Question

Using the Schrodinger equation, what can we calculate?

Answer 1

In general, this equation is designed such that a unique Hamiltonian operator and wave function can be specified for a particular system. The most common thing we can obtain from the Schrodinger equation is the energy.

EXAMPLE

For example, take a single particle moving back and forth in a 1-dimensional box:

We start out with simply:

`hatHpsi = Epsi`

For this system, since the particle is said to move elastically horizontally, there is all kinetic and no potential energy.

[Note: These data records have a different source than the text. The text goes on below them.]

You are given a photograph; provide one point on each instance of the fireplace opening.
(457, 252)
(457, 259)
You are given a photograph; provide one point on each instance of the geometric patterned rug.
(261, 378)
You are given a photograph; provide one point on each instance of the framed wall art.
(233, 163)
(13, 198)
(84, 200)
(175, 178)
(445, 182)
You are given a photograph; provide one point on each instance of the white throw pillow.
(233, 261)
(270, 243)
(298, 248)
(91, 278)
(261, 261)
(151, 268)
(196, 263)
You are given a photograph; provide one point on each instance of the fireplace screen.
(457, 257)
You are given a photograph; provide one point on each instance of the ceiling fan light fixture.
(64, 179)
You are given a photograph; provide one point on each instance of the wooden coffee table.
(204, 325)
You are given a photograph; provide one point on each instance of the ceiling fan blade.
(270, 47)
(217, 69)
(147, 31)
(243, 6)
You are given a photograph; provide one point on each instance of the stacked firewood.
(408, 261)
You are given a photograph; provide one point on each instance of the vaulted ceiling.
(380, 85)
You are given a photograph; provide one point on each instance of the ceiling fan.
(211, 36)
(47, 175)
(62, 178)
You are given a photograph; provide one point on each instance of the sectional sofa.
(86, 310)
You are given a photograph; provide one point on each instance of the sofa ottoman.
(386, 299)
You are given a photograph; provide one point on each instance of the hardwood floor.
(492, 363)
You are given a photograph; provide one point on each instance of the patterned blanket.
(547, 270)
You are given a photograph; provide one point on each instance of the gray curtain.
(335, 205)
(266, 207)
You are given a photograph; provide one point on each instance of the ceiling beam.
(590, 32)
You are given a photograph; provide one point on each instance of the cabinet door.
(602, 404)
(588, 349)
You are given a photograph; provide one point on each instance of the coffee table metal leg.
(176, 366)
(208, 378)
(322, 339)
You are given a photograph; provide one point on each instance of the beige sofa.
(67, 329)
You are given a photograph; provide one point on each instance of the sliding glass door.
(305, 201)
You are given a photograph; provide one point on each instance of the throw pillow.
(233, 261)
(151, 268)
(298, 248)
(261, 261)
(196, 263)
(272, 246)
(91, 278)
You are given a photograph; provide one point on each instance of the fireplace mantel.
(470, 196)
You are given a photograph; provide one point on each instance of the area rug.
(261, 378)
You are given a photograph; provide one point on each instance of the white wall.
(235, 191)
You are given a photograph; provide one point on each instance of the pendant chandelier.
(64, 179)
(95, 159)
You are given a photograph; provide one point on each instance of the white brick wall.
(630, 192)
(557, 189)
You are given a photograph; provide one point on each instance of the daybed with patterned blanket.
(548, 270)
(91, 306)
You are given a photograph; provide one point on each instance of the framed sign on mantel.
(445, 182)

The Hamiltonian is specified as:

`hatH = hatK + hatV`

`= -ℏ^2/(2m) grad^2 + V(x)`

where `grad^2 = (d^2)/(dx^2)`, the second derivative with respect to the `x` coordinate, the first overall term is the kinetic energy operator, and the potential is `V(x) = 0`.

OBTAINING THE SECOND-ORDER DIFFERENTIAL EQUATION

Plugging this into the starting equation, we solve for the second-order differential form of the Schrodinger equation for this system:

`-ℏ^2/(2m) d^2/(dx^2)psi(x) = Epsi(x)`

`(d^2psi(x))/(dx^2) = -(2mE)/(ℏ^2)psi(x)`

`bb((d^2psi(x))/(dx^2) + (2mE)/(ℏ^2)psi(x) = 0)`

This has now become a second-order differential equation for what is known as the particle in a box model, where the particle is in a well of infinite potential walls, with a closed interval `[0, a]`.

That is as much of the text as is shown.